Yuvarlanıp Gidiyoruz

 Yahu. Ne yapayım işte. Vizeler falan uğraşıyoruz. Bugün Olasılık ve İstatistik isimli dersin vizesine girdim, karaladım birşeyler çıktım. Yarın Algoritma ve Web Teknolojileri derslerinin vizeleri var. Algoritma-1'den kalmıştım ilk dönem, bu dönem de kalmam umarım.

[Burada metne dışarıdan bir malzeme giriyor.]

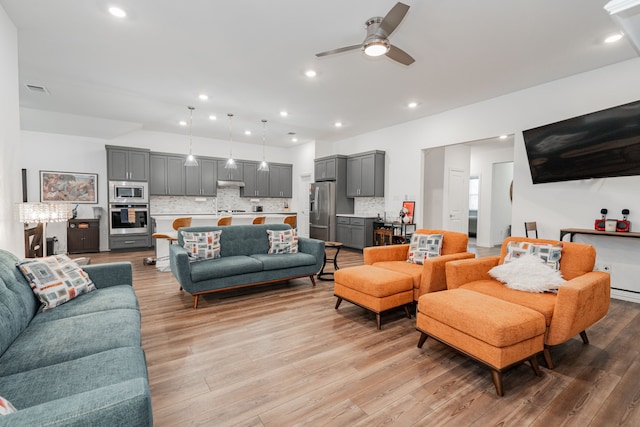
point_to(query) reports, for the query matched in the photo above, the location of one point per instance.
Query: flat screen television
(597, 145)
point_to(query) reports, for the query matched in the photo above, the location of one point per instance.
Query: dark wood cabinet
(83, 235)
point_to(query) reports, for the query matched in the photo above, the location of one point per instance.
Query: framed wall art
(70, 187)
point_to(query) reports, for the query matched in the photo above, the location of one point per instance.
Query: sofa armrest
(581, 302)
(110, 274)
(434, 274)
(375, 254)
(469, 270)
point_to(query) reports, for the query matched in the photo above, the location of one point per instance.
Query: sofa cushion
(203, 245)
(55, 279)
(111, 298)
(413, 270)
(528, 273)
(75, 337)
(280, 261)
(543, 303)
(61, 380)
(224, 267)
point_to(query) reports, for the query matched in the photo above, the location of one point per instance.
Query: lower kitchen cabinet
(355, 232)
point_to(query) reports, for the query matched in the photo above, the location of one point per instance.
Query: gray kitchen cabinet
(365, 174)
(201, 180)
(256, 183)
(230, 174)
(355, 232)
(127, 164)
(167, 175)
(280, 180)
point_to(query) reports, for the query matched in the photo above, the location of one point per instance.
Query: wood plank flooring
(280, 355)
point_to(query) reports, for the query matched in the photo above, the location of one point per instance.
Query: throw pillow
(283, 241)
(6, 407)
(549, 254)
(424, 246)
(528, 273)
(55, 279)
(202, 246)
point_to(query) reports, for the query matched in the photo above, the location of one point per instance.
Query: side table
(330, 245)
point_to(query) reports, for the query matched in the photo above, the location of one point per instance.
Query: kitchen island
(163, 224)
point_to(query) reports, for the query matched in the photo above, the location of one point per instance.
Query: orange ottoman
(496, 333)
(373, 288)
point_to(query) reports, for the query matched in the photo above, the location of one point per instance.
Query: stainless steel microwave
(128, 192)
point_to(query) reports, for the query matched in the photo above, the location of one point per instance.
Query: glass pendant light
(191, 160)
(231, 164)
(264, 166)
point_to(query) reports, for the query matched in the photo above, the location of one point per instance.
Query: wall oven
(128, 192)
(128, 219)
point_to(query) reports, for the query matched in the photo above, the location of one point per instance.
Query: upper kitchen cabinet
(201, 179)
(167, 175)
(365, 174)
(280, 180)
(230, 174)
(256, 183)
(127, 164)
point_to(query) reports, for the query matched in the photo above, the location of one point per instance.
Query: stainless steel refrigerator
(326, 200)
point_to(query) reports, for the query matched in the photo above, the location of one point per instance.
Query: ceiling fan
(376, 43)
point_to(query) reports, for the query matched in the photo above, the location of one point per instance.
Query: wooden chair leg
(423, 338)
(547, 357)
(585, 338)
(497, 381)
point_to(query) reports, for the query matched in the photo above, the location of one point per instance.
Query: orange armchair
(580, 302)
(429, 277)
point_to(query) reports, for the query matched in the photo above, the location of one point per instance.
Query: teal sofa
(243, 260)
(78, 364)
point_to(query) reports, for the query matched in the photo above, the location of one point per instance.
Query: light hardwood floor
(280, 355)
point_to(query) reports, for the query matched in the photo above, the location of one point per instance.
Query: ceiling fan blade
(400, 56)
(339, 50)
(393, 18)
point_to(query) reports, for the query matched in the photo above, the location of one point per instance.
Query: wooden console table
(573, 231)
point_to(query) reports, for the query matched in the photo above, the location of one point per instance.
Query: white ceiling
(109, 76)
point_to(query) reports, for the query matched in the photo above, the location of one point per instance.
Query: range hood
(228, 184)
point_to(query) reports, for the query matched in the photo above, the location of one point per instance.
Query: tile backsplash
(228, 198)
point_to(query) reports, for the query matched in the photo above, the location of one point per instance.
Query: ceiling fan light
(376, 48)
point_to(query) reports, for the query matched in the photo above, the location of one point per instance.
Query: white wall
(10, 162)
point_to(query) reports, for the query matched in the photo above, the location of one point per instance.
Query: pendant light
(231, 164)
(191, 160)
(264, 166)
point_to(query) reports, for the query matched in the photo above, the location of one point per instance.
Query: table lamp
(43, 213)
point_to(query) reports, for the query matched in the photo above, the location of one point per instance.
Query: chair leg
(423, 338)
(585, 338)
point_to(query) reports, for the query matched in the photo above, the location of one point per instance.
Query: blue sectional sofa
(244, 260)
(78, 364)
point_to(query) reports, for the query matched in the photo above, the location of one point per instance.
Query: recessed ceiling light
(613, 38)
(117, 12)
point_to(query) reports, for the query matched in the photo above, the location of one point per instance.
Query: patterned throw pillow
(6, 407)
(55, 279)
(424, 246)
(549, 254)
(283, 241)
(202, 246)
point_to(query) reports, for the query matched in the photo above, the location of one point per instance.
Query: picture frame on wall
(70, 187)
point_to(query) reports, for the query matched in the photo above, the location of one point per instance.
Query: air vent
(37, 89)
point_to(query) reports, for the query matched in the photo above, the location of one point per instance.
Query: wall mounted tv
(597, 145)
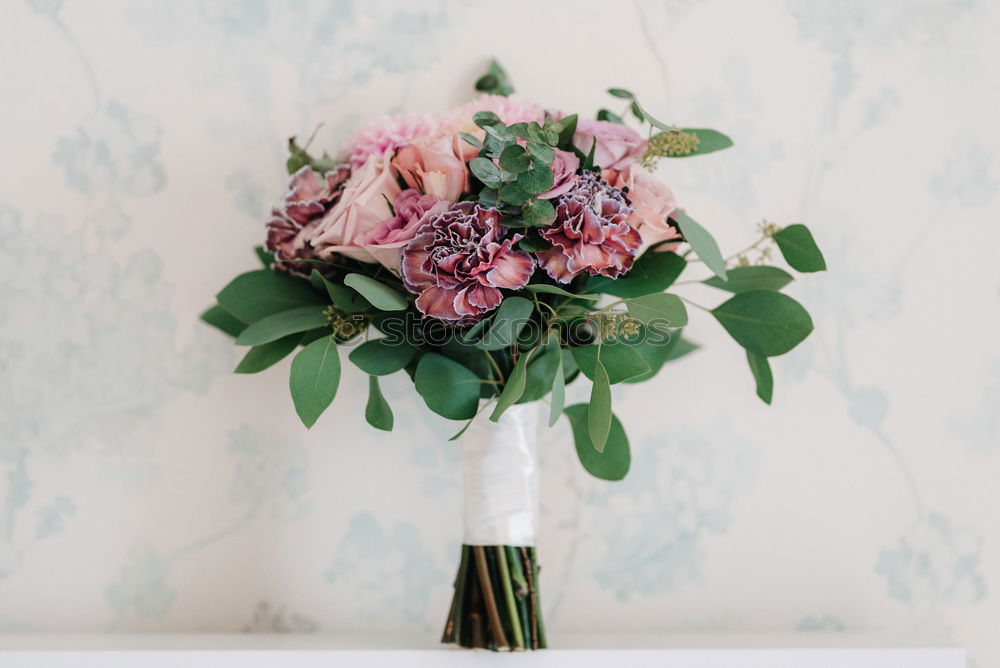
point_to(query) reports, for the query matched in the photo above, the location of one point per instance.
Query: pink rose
(617, 145)
(653, 203)
(385, 241)
(564, 167)
(363, 205)
(434, 165)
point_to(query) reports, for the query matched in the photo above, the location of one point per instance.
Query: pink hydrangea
(460, 259)
(389, 133)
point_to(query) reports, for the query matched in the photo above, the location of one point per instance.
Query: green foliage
(268, 354)
(761, 370)
(799, 249)
(378, 413)
(278, 325)
(657, 308)
(379, 295)
(223, 320)
(599, 411)
(506, 324)
(621, 361)
(764, 322)
(381, 358)
(314, 379)
(702, 242)
(652, 272)
(495, 81)
(741, 279)
(610, 464)
(448, 388)
(258, 294)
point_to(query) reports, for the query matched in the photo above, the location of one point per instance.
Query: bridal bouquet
(496, 253)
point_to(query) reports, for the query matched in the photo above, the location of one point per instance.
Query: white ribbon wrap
(500, 473)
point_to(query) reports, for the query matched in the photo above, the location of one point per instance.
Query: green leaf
(278, 325)
(379, 295)
(621, 93)
(764, 322)
(380, 357)
(661, 309)
(514, 387)
(558, 398)
(799, 249)
(553, 290)
(263, 356)
(378, 413)
(651, 273)
(223, 320)
(741, 279)
(709, 141)
(702, 242)
(537, 180)
(514, 159)
(605, 115)
(314, 379)
(599, 413)
(620, 360)
(611, 464)
(539, 212)
(513, 314)
(258, 294)
(448, 388)
(761, 370)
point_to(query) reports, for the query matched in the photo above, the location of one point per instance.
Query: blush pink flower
(388, 134)
(385, 241)
(364, 203)
(591, 232)
(310, 195)
(564, 167)
(617, 145)
(459, 260)
(653, 203)
(434, 165)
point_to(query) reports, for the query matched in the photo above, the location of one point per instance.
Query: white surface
(690, 651)
(500, 475)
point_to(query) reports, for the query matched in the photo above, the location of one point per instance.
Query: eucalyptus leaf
(258, 294)
(448, 388)
(702, 242)
(741, 279)
(266, 355)
(764, 322)
(381, 357)
(611, 464)
(278, 325)
(315, 376)
(379, 295)
(761, 370)
(378, 413)
(799, 249)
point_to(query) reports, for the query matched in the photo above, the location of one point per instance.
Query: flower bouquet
(495, 254)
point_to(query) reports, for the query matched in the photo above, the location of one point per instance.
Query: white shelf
(807, 650)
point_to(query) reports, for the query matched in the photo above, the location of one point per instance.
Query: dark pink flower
(310, 195)
(460, 259)
(591, 232)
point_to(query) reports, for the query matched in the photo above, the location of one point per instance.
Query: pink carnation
(389, 133)
(460, 259)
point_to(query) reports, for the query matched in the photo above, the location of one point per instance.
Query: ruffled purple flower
(459, 260)
(310, 195)
(591, 232)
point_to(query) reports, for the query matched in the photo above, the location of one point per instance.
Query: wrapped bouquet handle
(496, 601)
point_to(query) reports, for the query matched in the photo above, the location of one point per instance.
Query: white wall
(144, 487)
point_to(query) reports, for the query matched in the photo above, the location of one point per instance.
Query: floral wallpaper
(145, 488)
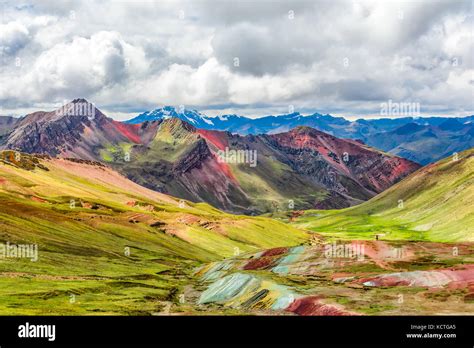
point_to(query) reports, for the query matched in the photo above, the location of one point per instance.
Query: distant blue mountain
(421, 139)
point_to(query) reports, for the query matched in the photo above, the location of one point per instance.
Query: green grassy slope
(435, 203)
(107, 245)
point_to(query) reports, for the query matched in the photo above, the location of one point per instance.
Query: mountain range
(303, 168)
(420, 139)
(107, 245)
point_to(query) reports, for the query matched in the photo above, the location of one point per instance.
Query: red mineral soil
(275, 251)
(218, 139)
(38, 199)
(260, 263)
(312, 305)
(383, 253)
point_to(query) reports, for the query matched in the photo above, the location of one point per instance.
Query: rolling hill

 Şimdi işte çıkacağım dışarıya bi' sigara bi' ekmek alıp geleceğim. Cepte kaldı 20 lira. Para pul da yok anlayacağın. Para olmalıydı aslında şimdilerde. Ayın yedisinde 240 lira geçti elime. Aha bak bugün onbiri 20 lira kaldı diyorum. Nasıl oldu bu iş böyle? Bak. Zaten 75 lira içerideydim bu ay. Borç harç dağıttım önce bir. Sonrasını da süratle yedim. Yedim. Pek doğru olmuyor "yedim" lafı. Gerisini de süratla içtim. Şimdi oldu. Üç tane yeni roman aldım. Jack London-Demiyolu Serserileri, Ernest Hemingway-Silahalar Veda, Maksim Gorki-Benim Üniversitelerim. Bi' de geçenlerde okul kütüphanesinden Goriot Baba'yı almıştım, yeni aldığım kitaplarımı okuyamıyorum yani, belirli bir süre sonra, yani 15 gün içerisinde geri vermem gerekiyor Goriot'cuğumu. Onu okumaktayım o yüzden.

 Şu "Goriot" nasıl okunuyor? "Goryo" şeklinde mi? Sonundaki "t" harfini okumuyoruz sanırım. Fransızcam yok işte olsa sorun olmazdı. Ama Japonca'mı ilerlettim. Dattebayo!

 Ne diyordum. Şey. Para yok işte. Karı kız da yok anasını satayım. Güzel şeyler yok hayatımda. Rutin boktanlığıyla yaşıyorum hayatımı.

 Bak şimdi ders çalışmam lazım. Algoritma çalışmam lazım. Aşk Bitti çalıyor şimdi. Ezginin Günlüğü. Ayaklarım üşüyor şimdi. Burnum akıyor. Boğazlarım acıyor. Çivi çiviyi söker. Gidip sigara almam lazım şimdi. Gitmeden önce de ketıla tepeleme su doldurmam lazım. Makarna yaparım, ucuza doyurmam lazım karnımı.

 Demem o ki; yuvarlanıp gidiyoruz işte. Seni sormalı bilader sen ne yaptın?